Humans are the backbone of automotive manufacturing; by playing a malleable role in production from master craftsman, to assembly associate, to engineer, the human worker has proven time and again to be manufacturing’s most flexible system. The automotive manufacturing industry is currently embracing Industry 4.0 in which the many disparate data systems are connecting together within an intelligent Cyber-Physical System environment to bridge the real and virtual worlds, to better enable a deeper understanding of the dynamics of manufacturing, but the human’s role in this evolution is not clearly defined.

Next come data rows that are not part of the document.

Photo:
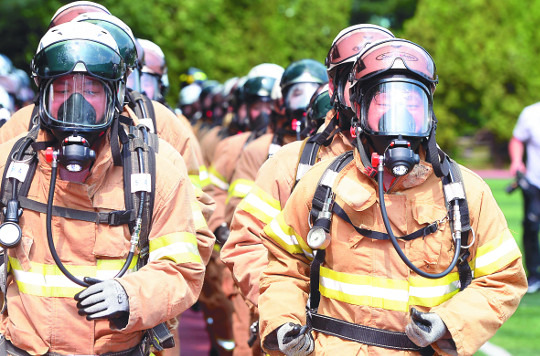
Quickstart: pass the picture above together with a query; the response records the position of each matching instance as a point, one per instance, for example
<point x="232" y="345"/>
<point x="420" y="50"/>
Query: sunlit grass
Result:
<point x="520" y="334"/>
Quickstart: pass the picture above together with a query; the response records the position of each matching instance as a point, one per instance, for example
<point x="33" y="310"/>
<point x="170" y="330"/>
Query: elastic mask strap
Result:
<point x="115" y="145"/>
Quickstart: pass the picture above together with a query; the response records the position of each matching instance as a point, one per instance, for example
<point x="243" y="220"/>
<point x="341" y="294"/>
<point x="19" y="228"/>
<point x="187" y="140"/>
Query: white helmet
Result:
<point x="266" y="70"/>
<point x="69" y="11"/>
<point x="189" y="94"/>
<point x="72" y="56"/>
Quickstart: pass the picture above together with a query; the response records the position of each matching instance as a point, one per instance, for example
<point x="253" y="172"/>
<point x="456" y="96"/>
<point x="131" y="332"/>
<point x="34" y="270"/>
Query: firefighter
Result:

Current trends in Industry 4.0 automation tend to displace the human worker in automotive manufacturing or places them into a supervisory role such as described by Ohno in 1988 as Autonomation to provide machines with access to higher intelligence. Due to the unique nature of automotive assembly comprising a significant portion of a vehicle’s total production time, and increasing manufacturing complexity requiring highly flexible processes, there has been a demonstrated pushback toward increasing the number of human assembly workers as automation cannot handle the increasing variety in vehicles from manufacturers such as BMW AG, Mercedes, and Toyota. This poses an opportunity to expand the view of human production personnel in Industry 4.0 from predominantly receivers of information to generators, collectors, and users; just as production tools and equipment have been transformed and connected under Industry 4.0, so, too, should the purview of the human capacity to supply, receive, and abstract information.